Neil Postman, author of ''The Disappearance of Childhood,'' takes an equally strong approach. Parents, he says, should be in ''an act of rebellion against American culture'' - returning to their role as ''guardians, custodians, protectors, nurturers, punishers, arbiters of taste and rectitude.''

That parental role, of course, must include an acknowledgment of a teen-ager's growing maturity and responsibility. ''Parents need to stop thinking of you as a kid,'' says Skip Messbarger. ''You are, at 18, mature enough to make up your own mind on some things.''

But there may be one act braver for a parent than playing the teacher, and that is for a parent to play the student, learning from one's own children.

''In many ways teen-agers are light years ahead of us,'' says Therese Burke, a secondary school resource teacher and mother of four in Needham, Mass. ''Kids today question our values, and right they should after Vietnam, a depression, developing nuclear power, poverty, and incredible suffering in the world. It's healthy that they question us. We need to be questioned.

''They seem to have a good sense of putting things in proper perspective. We tend to overreact a lot of times. Kids figure, 'That's weird,' or 'That's crazy, ' and they let it go. Kids are more accepting, which is good. And that's mature. They're less judgmental.

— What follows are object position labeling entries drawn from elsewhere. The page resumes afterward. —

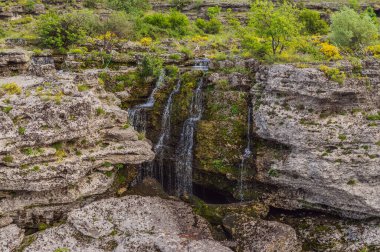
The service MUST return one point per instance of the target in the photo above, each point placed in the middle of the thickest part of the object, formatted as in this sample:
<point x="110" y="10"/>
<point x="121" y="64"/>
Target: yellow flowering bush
<point x="199" y="38"/>
<point x="147" y="41"/>
<point x="374" y="50"/>
<point x="333" y="74"/>
<point x="330" y="51"/>
<point x="11" y="88"/>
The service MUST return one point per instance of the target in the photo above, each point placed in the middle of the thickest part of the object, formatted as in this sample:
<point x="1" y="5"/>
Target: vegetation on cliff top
<point x="284" y="32"/>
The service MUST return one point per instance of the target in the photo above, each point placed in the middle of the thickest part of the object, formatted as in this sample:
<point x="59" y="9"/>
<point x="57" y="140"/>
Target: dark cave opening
<point x="211" y="195"/>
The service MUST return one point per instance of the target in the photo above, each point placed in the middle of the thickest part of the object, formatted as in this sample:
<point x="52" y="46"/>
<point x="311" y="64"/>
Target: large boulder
<point x="62" y="139"/>
<point x="256" y="235"/>
<point x="131" y="223"/>
<point x="322" y="138"/>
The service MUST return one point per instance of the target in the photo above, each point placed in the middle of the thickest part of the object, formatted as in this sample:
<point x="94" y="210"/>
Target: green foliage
<point x="213" y="12"/>
<point x="277" y="25"/>
<point x="129" y="6"/>
<point x="172" y="71"/>
<point x="30" y="5"/>
<point x="350" y="29"/>
<point x="60" y="31"/>
<point x="7" y="109"/>
<point x="180" y="4"/>
<point x="374" y="117"/>
<point x="21" y="130"/>
<point x="313" y="24"/>
<point x="333" y="74"/>
<point x="11" y="88"/>
<point x="213" y="26"/>
<point x="120" y="23"/>
<point x="255" y="46"/>
<point x="342" y="137"/>
<point x="173" y="24"/>
<point x="2" y="33"/>
<point x="100" y="111"/>
<point x="7" y="159"/>
<point x="150" y="66"/>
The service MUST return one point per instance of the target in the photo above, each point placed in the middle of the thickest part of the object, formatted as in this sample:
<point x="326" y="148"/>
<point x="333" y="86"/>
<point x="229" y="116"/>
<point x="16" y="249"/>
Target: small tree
<point x="129" y="6"/>
<point x="350" y="29"/>
<point x="277" y="25"/>
<point x="61" y="31"/>
<point x="313" y="24"/>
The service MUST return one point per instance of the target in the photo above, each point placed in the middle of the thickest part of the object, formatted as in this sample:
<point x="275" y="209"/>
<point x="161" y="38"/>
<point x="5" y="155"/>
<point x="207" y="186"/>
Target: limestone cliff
<point x="329" y="133"/>
<point x="62" y="138"/>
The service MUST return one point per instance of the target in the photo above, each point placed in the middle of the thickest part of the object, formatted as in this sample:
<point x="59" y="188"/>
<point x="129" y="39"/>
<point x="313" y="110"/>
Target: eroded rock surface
<point x="327" y="139"/>
<point x="255" y="235"/>
<point x="60" y="138"/>
<point x="131" y="223"/>
<point x="10" y="238"/>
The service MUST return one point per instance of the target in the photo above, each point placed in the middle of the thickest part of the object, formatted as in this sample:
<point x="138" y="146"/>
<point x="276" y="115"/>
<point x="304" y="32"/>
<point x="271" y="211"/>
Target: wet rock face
<point x="327" y="138"/>
<point x="257" y="235"/>
<point x="13" y="61"/>
<point x="60" y="141"/>
<point x="11" y="237"/>
<point x="131" y="223"/>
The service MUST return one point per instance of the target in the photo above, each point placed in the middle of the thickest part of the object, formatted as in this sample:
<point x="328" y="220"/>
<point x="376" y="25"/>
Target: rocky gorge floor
<point x="68" y="152"/>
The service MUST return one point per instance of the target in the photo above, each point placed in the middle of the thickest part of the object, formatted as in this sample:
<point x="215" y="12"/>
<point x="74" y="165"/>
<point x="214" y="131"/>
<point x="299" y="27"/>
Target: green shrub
<point x="11" y="88"/>
<point x="30" y="5"/>
<point x="60" y="31"/>
<point x="255" y="46"/>
<point x="214" y="11"/>
<point x="7" y="159"/>
<point x="374" y="117"/>
<point x="278" y="26"/>
<point x="213" y="26"/>
<point x="313" y="24"/>
<point x="350" y="29"/>
<point x="2" y="33"/>
<point x="129" y="6"/>
<point x="92" y="3"/>
<point x="150" y="67"/>
<point x="173" y="24"/>
<point x="119" y="23"/>
<point x="180" y="4"/>
<point x="7" y="109"/>
<point x="21" y="130"/>
<point x="333" y="74"/>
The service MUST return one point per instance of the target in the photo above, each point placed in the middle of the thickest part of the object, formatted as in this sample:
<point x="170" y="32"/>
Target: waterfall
<point x="246" y="155"/>
<point x="164" y="137"/>
<point x="201" y="64"/>
<point x="184" y="158"/>
<point x="137" y="114"/>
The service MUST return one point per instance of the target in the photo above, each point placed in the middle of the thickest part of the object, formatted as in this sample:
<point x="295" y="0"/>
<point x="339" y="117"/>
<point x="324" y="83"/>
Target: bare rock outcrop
<point x="61" y="141"/>
<point x="324" y="136"/>
<point x="14" y="61"/>
<point x="131" y="223"/>
<point x="255" y="235"/>
<point x="11" y="237"/>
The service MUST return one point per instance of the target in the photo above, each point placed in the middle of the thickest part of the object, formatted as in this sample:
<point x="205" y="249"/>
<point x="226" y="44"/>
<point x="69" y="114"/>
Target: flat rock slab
<point x="131" y="223"/>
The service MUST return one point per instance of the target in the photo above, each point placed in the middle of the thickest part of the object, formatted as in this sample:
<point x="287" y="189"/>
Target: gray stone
<point x="328" y="154"/>
<point x="10" y="238"/>
<point x="131" y="223"/>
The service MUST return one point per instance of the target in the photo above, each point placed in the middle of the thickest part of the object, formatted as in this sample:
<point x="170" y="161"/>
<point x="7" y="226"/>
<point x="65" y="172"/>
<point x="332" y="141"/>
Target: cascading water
<point x="201" y="64"/>
<point x="246" y="155"/>
<point x="184" y="160"/>
<point x="157" y="167"/>
<point x="137" y="114"/>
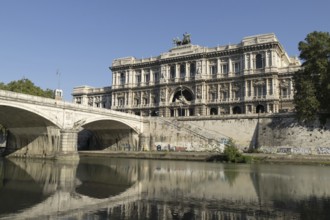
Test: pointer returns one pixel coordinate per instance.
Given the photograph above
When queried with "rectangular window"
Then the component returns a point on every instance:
(213, 70)
(172, 72)
(213, 97)
(147, 77)
(270, 86)
(138, 79)
(122, 78)
(249, 88)
(192, 69)
(120, 101)
(236, 67)
(182, 70)
(224, 68)
(156, 76)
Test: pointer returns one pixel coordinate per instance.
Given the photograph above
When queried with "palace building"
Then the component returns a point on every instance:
(253, 76)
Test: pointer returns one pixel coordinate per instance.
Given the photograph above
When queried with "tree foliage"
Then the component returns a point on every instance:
(312, 82)
(27, 87)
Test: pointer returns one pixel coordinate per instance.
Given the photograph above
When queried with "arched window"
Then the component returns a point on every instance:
(182, 70)
(213, 111)
(122, 78)
(260, 109)
(192, 69)
(259, 61)
(172, 72)
(237, 110)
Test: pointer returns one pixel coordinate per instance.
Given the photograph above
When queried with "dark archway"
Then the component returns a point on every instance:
(260, 109)
(107, 134)
(237, 110)
(213, 111)
(182, 95)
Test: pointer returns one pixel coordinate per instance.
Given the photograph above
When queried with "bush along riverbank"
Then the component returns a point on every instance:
(231, 154)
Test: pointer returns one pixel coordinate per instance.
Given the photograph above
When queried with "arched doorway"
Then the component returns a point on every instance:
(213, 111)
(181, 100)
(260, 109)
(237, 110)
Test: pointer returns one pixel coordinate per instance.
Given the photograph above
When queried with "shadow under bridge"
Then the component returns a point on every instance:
(108, 134)
(29, 132)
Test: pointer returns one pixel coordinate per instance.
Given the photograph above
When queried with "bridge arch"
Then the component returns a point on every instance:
(29, 131)
(101, 133)
(25, 114)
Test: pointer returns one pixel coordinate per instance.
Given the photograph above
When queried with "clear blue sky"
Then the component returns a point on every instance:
(80, 38)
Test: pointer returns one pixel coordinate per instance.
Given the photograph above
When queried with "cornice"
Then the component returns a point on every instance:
(220, 53)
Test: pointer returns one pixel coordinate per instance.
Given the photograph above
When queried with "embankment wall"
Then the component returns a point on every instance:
(267, 133)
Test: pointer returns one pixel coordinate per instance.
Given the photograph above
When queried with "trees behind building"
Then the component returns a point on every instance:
(27, 87)
(312, 81)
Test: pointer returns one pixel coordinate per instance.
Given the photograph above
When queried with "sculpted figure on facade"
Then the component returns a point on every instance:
(199, 67)
(163, 95)
(184, 41)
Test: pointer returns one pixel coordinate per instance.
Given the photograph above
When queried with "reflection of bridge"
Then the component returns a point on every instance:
(44, 128)
(169, 188)
(59, 181)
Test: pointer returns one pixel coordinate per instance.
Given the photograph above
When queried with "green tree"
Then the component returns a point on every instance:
(312, 82)
(27, 87)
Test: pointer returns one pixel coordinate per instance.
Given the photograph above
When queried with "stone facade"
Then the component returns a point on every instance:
(252, 76)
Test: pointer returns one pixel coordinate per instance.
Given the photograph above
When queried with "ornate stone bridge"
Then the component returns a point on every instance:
(48, 128)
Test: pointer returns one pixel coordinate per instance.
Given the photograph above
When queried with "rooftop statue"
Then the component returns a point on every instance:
(184, 41)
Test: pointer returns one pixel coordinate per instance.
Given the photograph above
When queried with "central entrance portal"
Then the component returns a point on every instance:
(181, 103)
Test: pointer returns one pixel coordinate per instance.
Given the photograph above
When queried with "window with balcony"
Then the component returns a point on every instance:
(138, 79)
(182, 70)
(259, 61)
(156, 76)
(192, 69)
(147, 77)
(122, 78)
(213, 70)
(172, 72)
(224, 68)
(236, 67)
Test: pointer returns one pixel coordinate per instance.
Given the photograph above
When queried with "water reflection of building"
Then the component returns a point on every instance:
(189, 80)
(162, 190)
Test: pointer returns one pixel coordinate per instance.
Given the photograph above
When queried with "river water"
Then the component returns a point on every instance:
(108, 188)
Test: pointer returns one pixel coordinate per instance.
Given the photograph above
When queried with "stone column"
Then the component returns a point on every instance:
(187, 69)
(230, 69)
(144, 142)
(68, 145)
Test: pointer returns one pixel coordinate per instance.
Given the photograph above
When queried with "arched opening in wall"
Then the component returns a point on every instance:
(237, 110)
(172, 112)
(213, 111)
(108, 135)
(191, 112)
(259, 62)
(183, 96)
(260, 109)
(154, 113)
(27, 133)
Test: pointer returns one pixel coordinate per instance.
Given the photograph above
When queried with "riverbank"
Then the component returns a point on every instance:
(210, 156)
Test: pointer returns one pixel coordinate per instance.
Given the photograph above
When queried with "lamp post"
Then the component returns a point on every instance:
(181, 101)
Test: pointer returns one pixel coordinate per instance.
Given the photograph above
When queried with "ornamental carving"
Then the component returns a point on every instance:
(284, 83)
(213, 89)
(259, 83)
(236, 87)
(162, 95)
(224, 88)
(199, 67)
(199, 92)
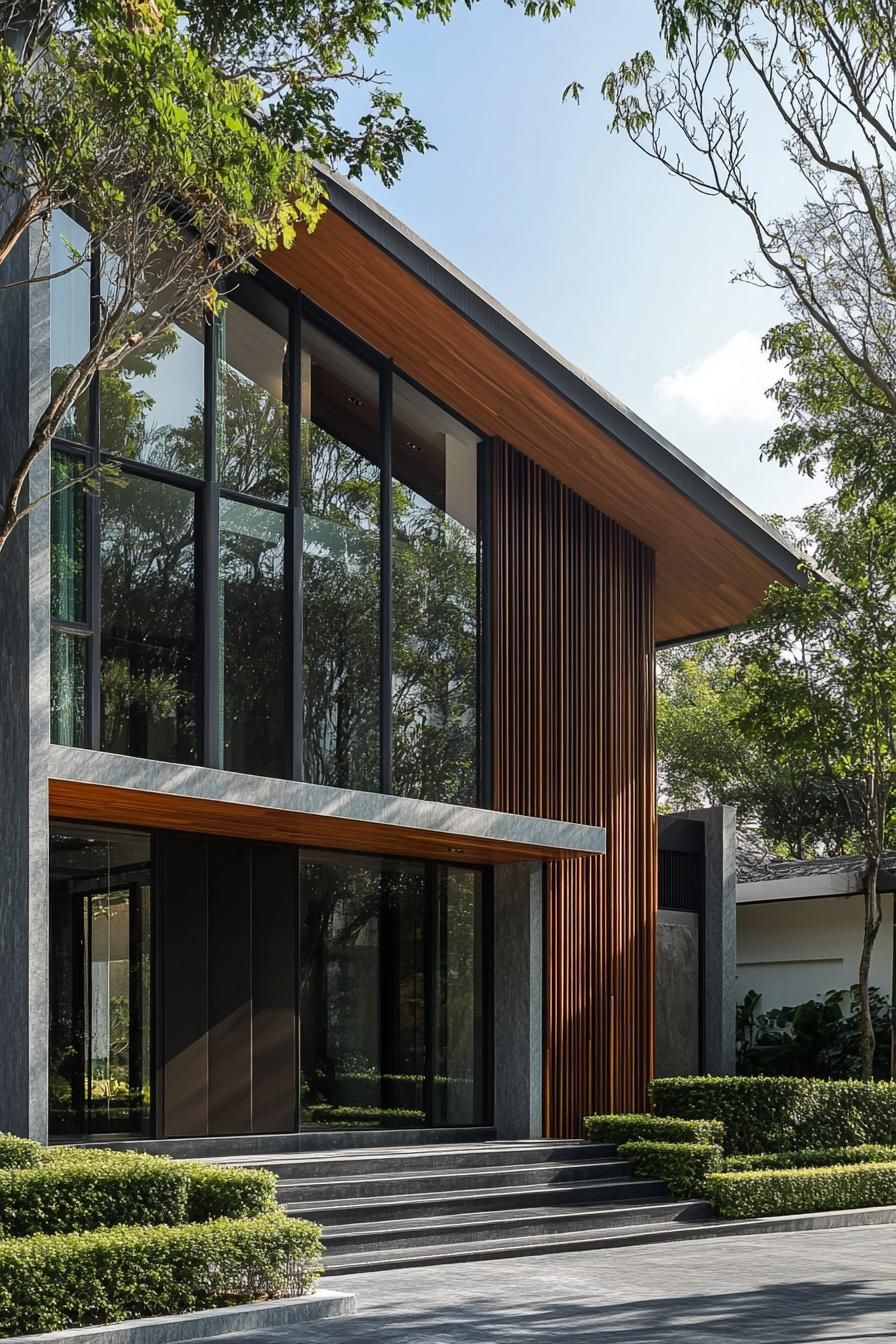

''I marvel at how forgiving kids are. They really do forgive you. You slip and you're grumpy or crabby, or you say something sharp, and they're willing to let it go. And they mean it. They're very open. They're very caring. They're inquisitive and receptive.''

To that list of attributes Beth Winship adds, ''Teen-agers are very idealistic. If we could just get the right values out there, we'd be set. We do it mostly by our own example. We have to find ways to talk to young people that make sense to them in the lives they lead.''

In this search for new approaches and new answers, in this act of humility and caring, the dialogue of mutual respect must begin. Socrates spelled out the solution thus: ''The right way to begin is to pay attention to the young, and make them just as good as possible.''

It may be worth recalling how the story of Joseph and his brothers and his father, Jacob, came out. There were detours. There was exile in Egypt and alienation. But some concept of family seemed to survive and, in fact, grow in the hearts of all of them.

The happy ending did not come glibly. They had behaved as enemies behave. Joseph, who had come out of his captivity in Egypt a powerful man, could not resist playing out mock revenge on the brothers who failed years later to recognize him. But in the end, whatever had been torn healed. A kinship that was family, and more than family, asserted itself. Joseph and his brothers and his father threw themselves on one another's necks and wept for all that had been lost and all that had been found again.